I had a very pleasant time at my brother's house for Christmas. It was nice to see my nieces and nephews excited by the festivities. I took some care in selecting presents for them. Unfortunately, they didn't seem that impressed. So I expect I failed in that endeavour. No doubt I'm useless at selecting presents. Ho Hum. But they were very happy about Christmas anyway, and their much better presents from their parents.
I gave my brother - a fan of old school heavy rock - 'Live and Dangerous', Thin Lizzy's live double album from 1972, generally regarded as their finest moment. Well, when I say double album, I bought it from iTunes so it's not an album at all, just computer files that you put on a disc, which is not the same at all. You know, the world really was better when you had giant album covers, with pictures and lyrics and stuff.
My brother gave me a book of Pliny's letters, and this was something I really wanted, and is one of favourite presents ever. Pliny the Younger wrote a first-hand account of the eruption of Vesuvius that destroyed Pompeii in 79AD, and his letters are full of many interesting pieces about life in Rome.
A few weeks ago I took part in a film about Les Carter, a birthday present from his partner Crissi. My part involved being filmed in the rain in front of the Brixton Academy, talking about Les. That went quite well. Well, I hope it did, I haven't actually seen the film. But I was pleased to make a contribution anyway.
I wonder why the Brixton Academy, which is a music venue, chose that name? Academy really means an institute of learning. Every academy takes its name, ultimately, from the school of philosophy founded by Plato around 385 BC at Akademia, close to Athens in Greece.

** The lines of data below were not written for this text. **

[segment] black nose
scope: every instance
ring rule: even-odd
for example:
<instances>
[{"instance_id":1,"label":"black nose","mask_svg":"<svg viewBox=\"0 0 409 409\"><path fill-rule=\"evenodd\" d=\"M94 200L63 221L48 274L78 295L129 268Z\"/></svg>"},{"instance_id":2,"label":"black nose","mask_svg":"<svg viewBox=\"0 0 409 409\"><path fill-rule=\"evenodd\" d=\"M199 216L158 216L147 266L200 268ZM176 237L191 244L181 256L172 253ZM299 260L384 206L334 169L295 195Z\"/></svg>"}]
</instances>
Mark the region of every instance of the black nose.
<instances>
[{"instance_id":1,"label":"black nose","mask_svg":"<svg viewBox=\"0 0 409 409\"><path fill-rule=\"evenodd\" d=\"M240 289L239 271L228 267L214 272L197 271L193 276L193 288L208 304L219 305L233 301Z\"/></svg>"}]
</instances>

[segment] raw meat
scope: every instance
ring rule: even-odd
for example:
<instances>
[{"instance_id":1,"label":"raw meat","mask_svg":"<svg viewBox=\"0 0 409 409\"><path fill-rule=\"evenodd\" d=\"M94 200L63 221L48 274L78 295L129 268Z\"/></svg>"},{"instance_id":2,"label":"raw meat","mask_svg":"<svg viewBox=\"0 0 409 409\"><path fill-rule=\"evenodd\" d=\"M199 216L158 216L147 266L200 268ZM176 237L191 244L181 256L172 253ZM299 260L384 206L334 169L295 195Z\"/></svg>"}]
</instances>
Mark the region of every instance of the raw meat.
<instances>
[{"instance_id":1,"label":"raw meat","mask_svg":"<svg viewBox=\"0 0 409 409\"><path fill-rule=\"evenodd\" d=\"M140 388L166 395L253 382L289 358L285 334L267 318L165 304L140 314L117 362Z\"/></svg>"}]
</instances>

Plato was a pupil of Socrates. Something that always surprises me is the way that Socrates and other philosophers managed to be so civilised in the midst of continual strife. For instance, Socrates would be wandering around Athens, teaching philosophy, and then suddenly the order would come for everyone to turn up next day with their weapons, and three days rations, because they had to go to war. So Socrates would march off to war, take part in some bloody battle, march back to Athens, and then get on with teaching philosophy. That happened to him on various occasions. Amazing really. I'd have liked to learn philosophy from Socrates, but I'd have been useless at marching off to war.